Perhaps you should try another kernel besides 6.15 like 6.2 for instance.

Em ter., 2 de abr. de 2024, 02:43, Stefan Radman via pve-user <
pve-user@lists.proxmox.com> escreveu:

>
>
>
> ---------- Forwarded message ----------
> From: Stefan Radman <stefan.radman@me.com>
> To: Proxmox VE user list <pve-user@lists.proxmox.com>
> Cc: PVE User List <pve-user@pve.proxmox.com>
> Bcc:
> Date: Tue, 2 Apr 2024 07:42:32 +0200
> Subject: Re: [PVE-User] 6.5.13-3-pve kernel panic on shutdown
> Yesterday I had the same thing happen when shutting down a Dell PowerEdge
> R740.
>
> Again, the kernel panic was triggered by a BCM5720 running Broadcom
> firmware 22.71.3 and the tg3 driver from kernel 6.5.13-3-pve.
>
> R740 BIOS 2.21.2 (but also happened with 2.20.1)
>
> Stefan
>
> [1325586.715465] ACPI: PM: Preparing to enter system sleep state S5
> [1325589.991219] {1}[Hardware Error]: Hardware error from APEI Generic
> Hardware Error Source: 5
> [1325589.991223] {1}[Hardware Error]: event severity: fatal
> [1325589.991225] {1}[Hardware Error]:  Error 0, type: fatal
> [1325589.991227] {1}[Hardware Error]:   section_type: PCIe error
> [1325589.991228] {1}[Hardware Error]:   port_type: 0, PCIe end point
> [1325589.991231] {1}[Hardware Error]:   version: 3.0
> [1325589.991233] {1}[Hardware Error]:   command: 0x0002, status: 0x0010
> [1325589.991235] {1}[Hardware Error]:   device_id: 0000:01:00.1
> [1325589.991237] {1}[Hardware Error]:   slot: 0
> [1325589.991239] {1}[Hardware Error]:   secondary_bus: 0x00
> [1325589.991240] {1}[Hardware Error]:   vendor_id: 0x14e4, device_id:
> 0x165f
> [1325589.991242] {1}[Hardware Error]:   class_code: 020000
> [1325589.991244] {1}[Hardware Error]:   aer_uncor_status: 0x00100000,
> aer_uncor_mask: 0x00010000
> [1325589.991246] {1}[Hardware Error]:   aer_uncor_severity: 0x000ef030
> [1325589.991248] {1}[Hardware Error]:   TLP Header: 40000001 0000010f
> 90028090 00000000
> [1325589.991252] Kernel panic - not syncing: Fatal hardware error!
> [1325589.991254] CPU: 0 PID: 0 Comm: swapper/0 Tainted: P           O
>  6.5.13-1-pve #1
> [1325589.991258] Hardware name: Dell Inc.
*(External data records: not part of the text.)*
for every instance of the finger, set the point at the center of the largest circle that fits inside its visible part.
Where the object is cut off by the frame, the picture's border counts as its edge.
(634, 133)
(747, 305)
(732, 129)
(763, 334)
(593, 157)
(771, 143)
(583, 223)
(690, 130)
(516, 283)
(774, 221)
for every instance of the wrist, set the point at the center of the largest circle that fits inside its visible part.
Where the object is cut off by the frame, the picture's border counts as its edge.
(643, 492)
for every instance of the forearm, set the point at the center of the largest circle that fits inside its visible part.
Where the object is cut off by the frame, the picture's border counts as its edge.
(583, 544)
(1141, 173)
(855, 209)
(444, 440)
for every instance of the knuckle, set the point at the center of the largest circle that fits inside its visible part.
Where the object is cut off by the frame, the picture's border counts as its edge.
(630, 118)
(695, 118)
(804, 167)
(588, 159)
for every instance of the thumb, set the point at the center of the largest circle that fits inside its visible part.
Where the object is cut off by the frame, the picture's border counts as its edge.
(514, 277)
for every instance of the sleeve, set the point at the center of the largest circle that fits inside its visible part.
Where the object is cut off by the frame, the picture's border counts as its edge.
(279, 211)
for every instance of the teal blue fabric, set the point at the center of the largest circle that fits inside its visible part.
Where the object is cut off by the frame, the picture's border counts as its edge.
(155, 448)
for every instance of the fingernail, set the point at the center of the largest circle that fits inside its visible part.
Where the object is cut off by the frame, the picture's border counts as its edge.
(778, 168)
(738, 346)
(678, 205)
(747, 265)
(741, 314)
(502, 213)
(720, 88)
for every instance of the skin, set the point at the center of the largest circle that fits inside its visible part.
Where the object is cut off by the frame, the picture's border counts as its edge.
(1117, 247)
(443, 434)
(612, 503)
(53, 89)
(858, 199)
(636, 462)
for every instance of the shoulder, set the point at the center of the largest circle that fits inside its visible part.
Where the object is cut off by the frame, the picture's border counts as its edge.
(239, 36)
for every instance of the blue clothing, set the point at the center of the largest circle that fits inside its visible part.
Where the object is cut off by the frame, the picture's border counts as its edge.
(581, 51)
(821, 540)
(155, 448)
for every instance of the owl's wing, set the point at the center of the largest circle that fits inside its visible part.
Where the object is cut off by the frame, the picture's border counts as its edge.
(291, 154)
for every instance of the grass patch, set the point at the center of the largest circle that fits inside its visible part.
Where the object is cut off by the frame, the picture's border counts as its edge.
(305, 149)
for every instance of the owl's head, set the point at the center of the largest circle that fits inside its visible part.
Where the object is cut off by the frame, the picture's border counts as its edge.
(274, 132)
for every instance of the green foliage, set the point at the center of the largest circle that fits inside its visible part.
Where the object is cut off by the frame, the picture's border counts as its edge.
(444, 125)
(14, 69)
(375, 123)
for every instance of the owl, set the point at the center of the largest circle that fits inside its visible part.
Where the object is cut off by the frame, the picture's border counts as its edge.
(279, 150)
PowerEdge R740/0WXD1Y, BIOS
> 2.20.1 09/13/2023
> [1325589.991259] Call Trace:
> [1325589.991261]  <NMI>
>
> root@per740:~# pveversion
> pve-manager/8.1.10/4b06efb5db453f29 (running kernel: 6.5.13-3-pve)
>
> root@per740:~# ethtool -i eno4
> driver: tg3
> version: 6.5.13-3-pve
> firmware-version: FFV22.71.3 bc 5720-v1.39
> expansion-rom-version:
> bus-info: 0000:01:00.1
> supports-statistics: yes
> supports-test: yes
> supports-eeprom-access: yes
> supports-register-dump: yes
> supports-priv-flags: no
>
>
> > On Mar 28, 2024, at 15:50, Stefan Radman via pve-user <
> pve-user@lists.proxmox.com> wrote:
> >
> >
> > From: Stefan Radman <stefan.radman@me.com>
> > Subject: 6.5.13-3-pve kernel panic on shutdown
> > Date: March 28, 2024 at 15:50:02 GMT+1
> > To: PVE User List <pve-user@pve.proxmox.com>
> >
> >
> > I recently noticed that a Dell Poweredge R540 currently running Proxmox
> VE 8.1.8 (kernel 6.5.13-3-pve) throws a kernel panic on shutdown.
> >
> > The kernel panic is triggered 3-4 seconds after the last network
> interface goes down (onboard BCM5720 LOM), while the system enters S5
> (sleep) state.
> >
> > [84459.970212] bond0: (slave eno1): link status definitely down,
> disabling slave
> > [84459.982170] bond0: (slave eno2): link status definitely down,
> disabling slave
> > [84459.990037] tg3 0000:04:00.0 eno1: left promiscuous mode
> > [84459.995822] tg3 0000:04:00.0 eno1: left allmulticast mode
> > [84460.001615] bond0: now running without any active interface!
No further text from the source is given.